2022 Akka.NET Year-in-Review and Future Roadmap
What did we ship in 2022?
Author’s Note: Petabridge turned 8 years old this month and over the years I’ve only written a couple of articles about our internal processes for developing software and running an open source software business. In late 2021 we began using OKRs - “Objectives and Key Results” - as a general management system for setting quarterly goals and allocating accountabilities across the organization.
OKRs took some adjusting to, but have worked out really well for us overall - in combination with using Notion to record daily plans, document critical procedures, write technical specifications, and track progress against our key results each week.
Tracking these OKRs and our daily work plans made it quite easy for me to summarize everything our team accomplished in each area of our business in 2022 - and I wanted to take advantage of that and show everyone the impact their work had in the previous year.
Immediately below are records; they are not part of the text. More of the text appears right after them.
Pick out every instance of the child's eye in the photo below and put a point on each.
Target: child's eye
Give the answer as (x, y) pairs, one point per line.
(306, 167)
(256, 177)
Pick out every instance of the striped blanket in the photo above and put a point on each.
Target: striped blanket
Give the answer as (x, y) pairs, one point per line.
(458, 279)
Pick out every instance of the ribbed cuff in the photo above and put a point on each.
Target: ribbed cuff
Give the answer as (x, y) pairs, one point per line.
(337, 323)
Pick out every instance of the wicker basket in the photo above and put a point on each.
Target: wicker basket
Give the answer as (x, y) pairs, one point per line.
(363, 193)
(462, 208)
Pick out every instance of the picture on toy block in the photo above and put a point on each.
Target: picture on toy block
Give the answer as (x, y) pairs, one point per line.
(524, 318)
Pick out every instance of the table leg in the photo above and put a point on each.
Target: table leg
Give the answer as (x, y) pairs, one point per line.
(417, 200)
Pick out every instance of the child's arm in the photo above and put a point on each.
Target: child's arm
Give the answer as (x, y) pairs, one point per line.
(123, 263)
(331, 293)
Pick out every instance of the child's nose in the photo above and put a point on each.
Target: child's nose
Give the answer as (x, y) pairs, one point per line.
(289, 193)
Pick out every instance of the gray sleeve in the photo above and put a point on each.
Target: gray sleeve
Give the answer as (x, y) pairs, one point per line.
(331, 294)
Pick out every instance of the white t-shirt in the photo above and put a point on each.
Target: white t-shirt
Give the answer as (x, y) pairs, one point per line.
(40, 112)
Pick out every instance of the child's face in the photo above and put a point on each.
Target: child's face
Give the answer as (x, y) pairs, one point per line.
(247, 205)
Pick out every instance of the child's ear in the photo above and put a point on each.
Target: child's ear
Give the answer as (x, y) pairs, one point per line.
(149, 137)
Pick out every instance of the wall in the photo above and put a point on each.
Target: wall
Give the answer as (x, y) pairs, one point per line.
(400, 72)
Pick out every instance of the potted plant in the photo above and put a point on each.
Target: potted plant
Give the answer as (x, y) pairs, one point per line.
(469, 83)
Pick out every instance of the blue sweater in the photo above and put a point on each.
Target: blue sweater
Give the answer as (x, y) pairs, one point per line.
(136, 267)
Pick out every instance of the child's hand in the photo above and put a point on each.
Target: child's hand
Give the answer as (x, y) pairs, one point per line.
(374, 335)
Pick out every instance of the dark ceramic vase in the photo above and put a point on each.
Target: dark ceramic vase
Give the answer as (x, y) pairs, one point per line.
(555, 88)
So to kick off 2023 I showed a summary of all of our key results in each area of our business to our team members and we spent a day going through them - what follows below are the sections about Akka.NET, what we accomplished last year, and what’s next in store for Akka.NET.
Akka.NET Releases in 2022
So how did we do on Akka.NET releases in 2022?
Project | Release Count |
---|---|
Akka.NET | 19 |
Akka.Hosting | 22 |
Akka.Management | 10 |
Akka.Persistence.SqlServer | 2 |
Akka.Persistence.Azure | 4 |
Akka.Persistence.PostgreSql | 4 |
Akka.Persistence.Redis | 1 |
Akka.HealthCheck | 2 |
Akka.Streams.Kafka | 2 |
Alpakka | 5 |
Lighthouse | 6 |
Akka.Persistence.MongoDb | 6 |
Akka.TestKit.NUnit | 1 |
Akka.Logger.Serilog | 1 |
Akka.MutliNodeTestRunner | 1 |
Total | 86 |
In 2022 we shipped 86 releases of all projects combined, which means we shipped a new NuGet release every ~4 days on average during the year.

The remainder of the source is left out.